Life is a mystery. We don’t know how it started, we don’t know what it means. Though we may try to convince ourselves of its meaning by making up wonderful stories, reality seems mostly hidden. We have no clue how life took that first little step, eventually persisting and evolving over millions of years that followed. So, here we take a tiny glimpse of the history of the planet earth which has bore and nurtured this delicate entity that we call life.
Rewind 4.5 billion years: the solar system has just formed from a cloud of dust that collapsed. Most of the collapsed mass is at the centre of the system and has formed the Sun, around which revolve hundreds of rocky masses. These are constantly colliding, sometimes clinging to one another and forming larger rocks, and at other times shattering into tinier ones. Such repeated processes eventually lead to the formation of larger masses called planets. Our Earth was one of them, but it was nothing like how it is today.
The surface of the earth was but a sea of molten rock.

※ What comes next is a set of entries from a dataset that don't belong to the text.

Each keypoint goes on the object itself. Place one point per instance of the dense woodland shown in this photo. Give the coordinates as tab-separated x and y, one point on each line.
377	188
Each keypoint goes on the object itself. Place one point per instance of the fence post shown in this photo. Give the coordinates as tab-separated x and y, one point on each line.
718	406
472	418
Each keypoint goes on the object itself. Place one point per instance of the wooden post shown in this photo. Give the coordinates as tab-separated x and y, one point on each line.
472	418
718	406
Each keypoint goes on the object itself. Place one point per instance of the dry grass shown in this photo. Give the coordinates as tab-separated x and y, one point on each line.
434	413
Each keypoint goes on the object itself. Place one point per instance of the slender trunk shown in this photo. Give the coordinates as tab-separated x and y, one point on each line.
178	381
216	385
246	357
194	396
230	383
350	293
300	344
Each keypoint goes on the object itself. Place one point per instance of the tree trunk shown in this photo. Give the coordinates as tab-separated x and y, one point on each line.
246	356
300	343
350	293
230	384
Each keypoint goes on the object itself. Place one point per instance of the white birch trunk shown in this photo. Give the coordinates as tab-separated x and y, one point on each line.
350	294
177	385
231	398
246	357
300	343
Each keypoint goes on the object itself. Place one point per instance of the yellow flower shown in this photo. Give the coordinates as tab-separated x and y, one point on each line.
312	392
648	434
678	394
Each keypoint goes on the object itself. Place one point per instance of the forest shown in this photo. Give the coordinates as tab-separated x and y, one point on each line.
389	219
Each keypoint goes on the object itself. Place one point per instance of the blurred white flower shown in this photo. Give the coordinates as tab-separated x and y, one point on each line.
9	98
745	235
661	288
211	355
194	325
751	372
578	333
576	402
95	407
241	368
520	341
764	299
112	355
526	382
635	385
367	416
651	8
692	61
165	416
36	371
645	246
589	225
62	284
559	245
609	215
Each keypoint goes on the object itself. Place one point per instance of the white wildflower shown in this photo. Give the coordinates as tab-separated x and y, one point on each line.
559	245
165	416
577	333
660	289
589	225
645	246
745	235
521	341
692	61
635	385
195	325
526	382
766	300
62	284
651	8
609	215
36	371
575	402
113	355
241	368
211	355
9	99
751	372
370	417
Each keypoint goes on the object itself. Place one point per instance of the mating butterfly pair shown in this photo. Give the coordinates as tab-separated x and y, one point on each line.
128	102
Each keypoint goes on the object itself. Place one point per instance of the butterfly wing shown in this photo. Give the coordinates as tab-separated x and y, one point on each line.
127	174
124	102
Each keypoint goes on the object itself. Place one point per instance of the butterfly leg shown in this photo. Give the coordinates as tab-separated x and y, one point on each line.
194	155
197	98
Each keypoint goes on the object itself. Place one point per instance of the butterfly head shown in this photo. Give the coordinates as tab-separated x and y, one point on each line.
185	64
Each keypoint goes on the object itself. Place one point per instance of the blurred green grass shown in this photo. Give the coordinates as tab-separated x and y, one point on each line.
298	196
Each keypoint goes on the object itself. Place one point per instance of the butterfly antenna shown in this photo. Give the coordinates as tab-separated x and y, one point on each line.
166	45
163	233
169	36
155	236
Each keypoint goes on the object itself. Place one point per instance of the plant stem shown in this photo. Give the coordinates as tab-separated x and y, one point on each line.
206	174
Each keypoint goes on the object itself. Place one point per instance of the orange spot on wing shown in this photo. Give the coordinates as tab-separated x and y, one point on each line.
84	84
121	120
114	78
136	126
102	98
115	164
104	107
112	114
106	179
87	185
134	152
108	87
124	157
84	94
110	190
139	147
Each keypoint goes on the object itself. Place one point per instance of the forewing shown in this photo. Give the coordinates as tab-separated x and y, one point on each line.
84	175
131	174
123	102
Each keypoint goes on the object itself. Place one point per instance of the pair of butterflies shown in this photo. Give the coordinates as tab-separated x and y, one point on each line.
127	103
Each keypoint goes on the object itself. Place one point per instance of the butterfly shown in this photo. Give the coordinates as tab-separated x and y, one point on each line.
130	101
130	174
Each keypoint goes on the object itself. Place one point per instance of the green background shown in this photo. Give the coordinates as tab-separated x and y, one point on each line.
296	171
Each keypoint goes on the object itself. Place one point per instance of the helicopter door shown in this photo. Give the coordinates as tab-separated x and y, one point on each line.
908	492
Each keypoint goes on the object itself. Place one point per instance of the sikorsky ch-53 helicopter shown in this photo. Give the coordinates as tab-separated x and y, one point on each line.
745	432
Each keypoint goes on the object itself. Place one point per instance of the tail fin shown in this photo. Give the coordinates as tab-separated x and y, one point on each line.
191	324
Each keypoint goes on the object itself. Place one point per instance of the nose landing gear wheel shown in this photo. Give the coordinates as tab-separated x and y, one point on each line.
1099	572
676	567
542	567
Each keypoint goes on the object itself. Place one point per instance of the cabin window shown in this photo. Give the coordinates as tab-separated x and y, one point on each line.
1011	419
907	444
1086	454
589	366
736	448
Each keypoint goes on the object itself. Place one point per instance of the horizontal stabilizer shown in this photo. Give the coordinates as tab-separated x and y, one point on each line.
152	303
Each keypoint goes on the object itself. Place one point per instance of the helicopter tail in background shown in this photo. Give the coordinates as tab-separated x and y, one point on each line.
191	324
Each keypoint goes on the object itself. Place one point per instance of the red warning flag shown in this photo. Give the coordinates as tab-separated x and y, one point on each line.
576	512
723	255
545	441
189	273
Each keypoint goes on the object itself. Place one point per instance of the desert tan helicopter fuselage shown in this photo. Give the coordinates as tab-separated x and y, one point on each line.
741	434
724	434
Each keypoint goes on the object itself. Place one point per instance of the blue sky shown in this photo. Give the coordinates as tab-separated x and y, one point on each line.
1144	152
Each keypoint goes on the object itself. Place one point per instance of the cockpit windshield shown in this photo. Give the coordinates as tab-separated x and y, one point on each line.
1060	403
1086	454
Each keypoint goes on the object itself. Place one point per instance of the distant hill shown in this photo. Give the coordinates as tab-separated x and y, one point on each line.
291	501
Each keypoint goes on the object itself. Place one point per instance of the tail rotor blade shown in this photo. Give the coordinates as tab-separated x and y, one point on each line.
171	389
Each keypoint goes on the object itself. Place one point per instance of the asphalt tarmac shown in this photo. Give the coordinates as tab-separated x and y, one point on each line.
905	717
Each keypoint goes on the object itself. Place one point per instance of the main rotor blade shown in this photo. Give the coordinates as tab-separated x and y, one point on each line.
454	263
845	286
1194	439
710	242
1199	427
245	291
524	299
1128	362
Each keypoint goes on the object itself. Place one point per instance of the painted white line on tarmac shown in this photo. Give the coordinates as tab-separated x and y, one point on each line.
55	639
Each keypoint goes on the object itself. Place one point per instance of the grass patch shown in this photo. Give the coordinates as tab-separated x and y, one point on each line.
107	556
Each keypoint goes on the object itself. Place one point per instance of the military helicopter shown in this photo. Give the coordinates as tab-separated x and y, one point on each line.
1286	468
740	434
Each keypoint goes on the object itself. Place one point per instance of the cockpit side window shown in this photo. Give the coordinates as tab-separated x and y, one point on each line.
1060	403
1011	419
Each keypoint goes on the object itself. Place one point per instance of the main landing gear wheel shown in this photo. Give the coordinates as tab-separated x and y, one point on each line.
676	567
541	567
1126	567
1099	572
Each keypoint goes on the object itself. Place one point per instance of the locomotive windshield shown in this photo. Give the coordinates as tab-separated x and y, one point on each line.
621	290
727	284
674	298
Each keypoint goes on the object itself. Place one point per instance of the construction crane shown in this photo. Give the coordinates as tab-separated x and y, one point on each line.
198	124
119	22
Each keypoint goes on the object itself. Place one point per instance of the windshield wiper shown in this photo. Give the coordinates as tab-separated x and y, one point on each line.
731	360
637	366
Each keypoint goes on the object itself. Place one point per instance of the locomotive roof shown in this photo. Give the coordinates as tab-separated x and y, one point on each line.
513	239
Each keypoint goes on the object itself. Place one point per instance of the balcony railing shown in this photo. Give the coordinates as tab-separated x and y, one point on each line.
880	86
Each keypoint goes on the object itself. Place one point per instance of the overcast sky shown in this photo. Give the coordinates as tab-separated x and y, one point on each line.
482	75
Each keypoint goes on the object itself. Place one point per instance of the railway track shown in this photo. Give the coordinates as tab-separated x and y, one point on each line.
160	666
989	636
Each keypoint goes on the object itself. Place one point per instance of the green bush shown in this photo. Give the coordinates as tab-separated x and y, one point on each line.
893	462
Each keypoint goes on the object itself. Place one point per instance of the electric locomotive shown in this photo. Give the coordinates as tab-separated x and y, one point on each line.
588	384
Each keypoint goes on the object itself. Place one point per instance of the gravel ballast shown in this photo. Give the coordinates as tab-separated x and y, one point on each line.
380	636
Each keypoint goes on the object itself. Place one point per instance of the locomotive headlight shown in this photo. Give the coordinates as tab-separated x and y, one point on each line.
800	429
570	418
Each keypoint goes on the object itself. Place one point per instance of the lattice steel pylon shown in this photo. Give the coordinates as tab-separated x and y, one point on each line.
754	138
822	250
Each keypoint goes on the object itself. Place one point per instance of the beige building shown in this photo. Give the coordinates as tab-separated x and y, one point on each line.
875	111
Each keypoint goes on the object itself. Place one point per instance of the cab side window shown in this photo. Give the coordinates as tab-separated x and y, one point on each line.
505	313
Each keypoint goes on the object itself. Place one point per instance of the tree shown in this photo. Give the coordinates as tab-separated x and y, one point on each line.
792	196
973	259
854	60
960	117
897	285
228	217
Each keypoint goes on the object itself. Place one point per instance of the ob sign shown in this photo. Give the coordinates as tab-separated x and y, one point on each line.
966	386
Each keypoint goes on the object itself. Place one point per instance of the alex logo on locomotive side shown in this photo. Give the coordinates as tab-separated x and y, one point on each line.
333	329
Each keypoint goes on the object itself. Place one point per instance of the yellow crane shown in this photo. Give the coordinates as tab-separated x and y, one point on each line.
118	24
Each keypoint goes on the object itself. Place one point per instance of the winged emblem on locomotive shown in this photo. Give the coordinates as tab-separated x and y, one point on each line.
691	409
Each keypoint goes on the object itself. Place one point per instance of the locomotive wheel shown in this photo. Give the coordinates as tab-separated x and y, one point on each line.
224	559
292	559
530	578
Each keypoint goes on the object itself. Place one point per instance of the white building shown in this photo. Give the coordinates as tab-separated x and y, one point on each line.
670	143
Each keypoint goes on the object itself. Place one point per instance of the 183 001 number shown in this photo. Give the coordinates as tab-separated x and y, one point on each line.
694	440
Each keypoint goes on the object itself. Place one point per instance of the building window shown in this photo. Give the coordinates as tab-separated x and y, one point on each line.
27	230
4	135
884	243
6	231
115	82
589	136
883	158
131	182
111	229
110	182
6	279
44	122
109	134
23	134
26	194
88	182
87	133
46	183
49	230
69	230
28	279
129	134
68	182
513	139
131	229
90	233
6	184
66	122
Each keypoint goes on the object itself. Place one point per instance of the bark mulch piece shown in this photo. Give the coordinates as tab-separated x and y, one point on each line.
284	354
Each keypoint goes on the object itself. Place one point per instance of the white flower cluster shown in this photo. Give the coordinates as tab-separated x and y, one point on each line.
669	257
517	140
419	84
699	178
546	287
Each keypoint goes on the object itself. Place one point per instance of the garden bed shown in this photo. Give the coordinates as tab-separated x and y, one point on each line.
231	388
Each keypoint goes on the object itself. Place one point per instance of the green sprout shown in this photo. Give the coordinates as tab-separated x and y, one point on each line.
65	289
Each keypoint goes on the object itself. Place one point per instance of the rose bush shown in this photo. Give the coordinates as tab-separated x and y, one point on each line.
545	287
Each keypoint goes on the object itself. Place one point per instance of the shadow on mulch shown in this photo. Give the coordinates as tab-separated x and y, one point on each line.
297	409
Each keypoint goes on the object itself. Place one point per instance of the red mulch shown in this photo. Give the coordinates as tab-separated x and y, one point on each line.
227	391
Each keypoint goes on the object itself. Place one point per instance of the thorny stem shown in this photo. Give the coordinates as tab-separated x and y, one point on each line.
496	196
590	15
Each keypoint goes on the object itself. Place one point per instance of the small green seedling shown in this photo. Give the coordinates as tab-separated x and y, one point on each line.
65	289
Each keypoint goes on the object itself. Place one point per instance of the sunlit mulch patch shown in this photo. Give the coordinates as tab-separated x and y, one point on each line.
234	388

It’d take some time until the surface cools and solidifies. Even after the cooling, there’s a lot of heat trapped beneath it, which often erupts out in the form of volcanoes. The gases from these eruptions will form the first atmosphere of earth. But still, there’s no water, no oxygen, and no chance for life to thrive.
It was the icy meteors which entered the earth from outer space that introduced water into our atmosphere. With clouds formed, there was rain. And the earth harbored water on itself for the first time. But the presence of water only facilitates life; it does not necessarily imply the origin of life. Then how exactly did life begin?
As we said before, we don’t know how it all began. Different people have guessed different explanations. Some say it was the lightning bolts from the skies, some say it was the deep sea vents underneath. Some even say that the comets that brought the water also brought the first microbes and life evolved. And some say it all happened in the most natural manner – inch by inch, molecules got more and more complex, with repeated reactions, going from single atoms to single cells to complex multicellular organisms capable of reproduction.
The bacteria that so formed turned the sunlight and the carbon dioxide that was available to them into oxygen (a process we now call photosynthesis). They produced oxygen in such large amounts, that newer life forms that evolved thereafter, based their existence on the consumption of oxygen. With the stage now set, life evolved, becoming increasingly advanced, and from what began as the complexity of our universe came about a system just as complex within every single one of us.